Neurobiology of selective information processing in the course of treatment of schizophrenia in the early stages of the illness, compared with obsessive-compulsive disorder.

Patients with schizophrenia when faced with a number of stimuli frequently perform inadequately in the selection of the relevant ones for response, or in the suppression of response to the irrelevant stimuli. One of the mechanisms contributing to an appropriate stimulus selection is called sensory-gating. Gating mechanisms can occur early in information processing and may be 'automatic', others may occur later as part the process of selective attention and be subject to control. Some of these cognitive filtering processes may involve function of the frontal lobe and mesocortical transmitter function, and appear to be more or less disturbed in some patients with schizophrenia and obessive-compulsive disorder.

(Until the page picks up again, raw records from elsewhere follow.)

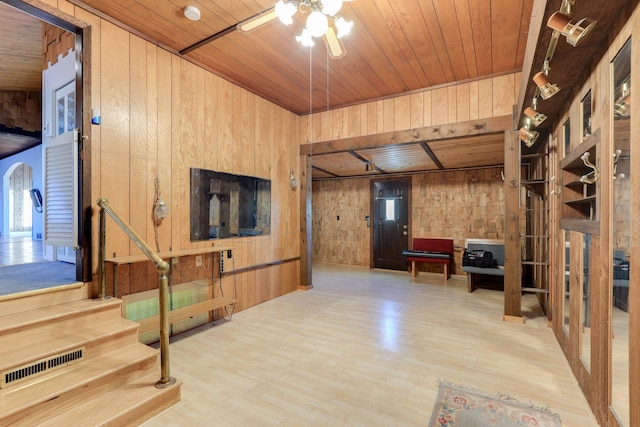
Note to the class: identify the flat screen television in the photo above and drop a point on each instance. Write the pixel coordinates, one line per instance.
(225, 205)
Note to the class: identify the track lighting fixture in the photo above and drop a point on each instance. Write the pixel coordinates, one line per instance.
(528, 136)
(535, 117)
(547, 90)
(574, 31)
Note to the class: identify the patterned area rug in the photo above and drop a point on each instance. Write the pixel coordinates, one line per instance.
(463, 407)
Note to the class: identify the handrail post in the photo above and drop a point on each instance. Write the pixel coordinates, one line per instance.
(162, 267)
(165, 379)
(102, 241)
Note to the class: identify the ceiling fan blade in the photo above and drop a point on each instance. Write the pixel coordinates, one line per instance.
(257, 21)
(334, 44)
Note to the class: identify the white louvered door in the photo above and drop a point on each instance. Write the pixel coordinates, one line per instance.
(60, 161)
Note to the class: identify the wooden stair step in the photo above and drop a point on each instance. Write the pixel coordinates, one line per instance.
(34, 300)
(34, 344)
(36, 400)
(129, 405)
(49, 316)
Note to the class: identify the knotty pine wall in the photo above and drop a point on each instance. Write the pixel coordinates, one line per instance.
(161, 116)
(21, 109)
(491, 97)
(460, 204)
(455, 204)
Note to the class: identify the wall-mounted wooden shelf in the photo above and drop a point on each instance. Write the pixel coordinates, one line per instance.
(580, 199)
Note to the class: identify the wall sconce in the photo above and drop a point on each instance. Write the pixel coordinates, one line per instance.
(616, 157)
(192, 13)
(547, 90)
(160, 210)
(574, 31)
(535, 117)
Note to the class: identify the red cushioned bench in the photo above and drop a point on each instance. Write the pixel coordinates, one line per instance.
(424, 249)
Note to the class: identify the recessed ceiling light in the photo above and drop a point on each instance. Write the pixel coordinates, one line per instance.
(192, 12)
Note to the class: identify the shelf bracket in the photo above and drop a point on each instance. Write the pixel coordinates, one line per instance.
(590, 177)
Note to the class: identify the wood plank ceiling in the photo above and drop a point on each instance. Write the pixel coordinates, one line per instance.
(395, 47)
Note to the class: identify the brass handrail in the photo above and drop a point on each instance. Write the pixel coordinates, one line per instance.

One of the ways to study sensory filtering is with prepulse inhibition (PPI) of the response to a second stimulus that normally evokes a response - in some protocols this is a startle response and in others this is the P50 component of the event-related potential (ERP) recorded in the electroencephalogram (EEG). We adapt this procedure (where the stimulus has no particular consequence) to a Go/No-Go procedure where one of the stimuli presented is the target of a discrimination. Thus we examine the interaction between potentially automatic sensory filtering and controlled information selection. In parallel, subjects perform in situations emphasizing the early and later stages of processing (e.g., deviance detection with mismatch negativity, the planning/solving of problems). As well as studying neuropsychological (Tower-of-London, Covert Orienting of Attention) and psychophysiological measures of response adequacy we look for relationships with plasma indicators of dopamine, noradrenaline and serotonin metabolism and binding.

Most importantly this is a long-term prospective study with measures taken at three time points from patients over a course of two years of treatment. The question is to what extent do the experimental measures of information selection and indicators of neurotransmitter activity parallel the clinical ratings (patient subgroups) and reflect the treatment and outcome?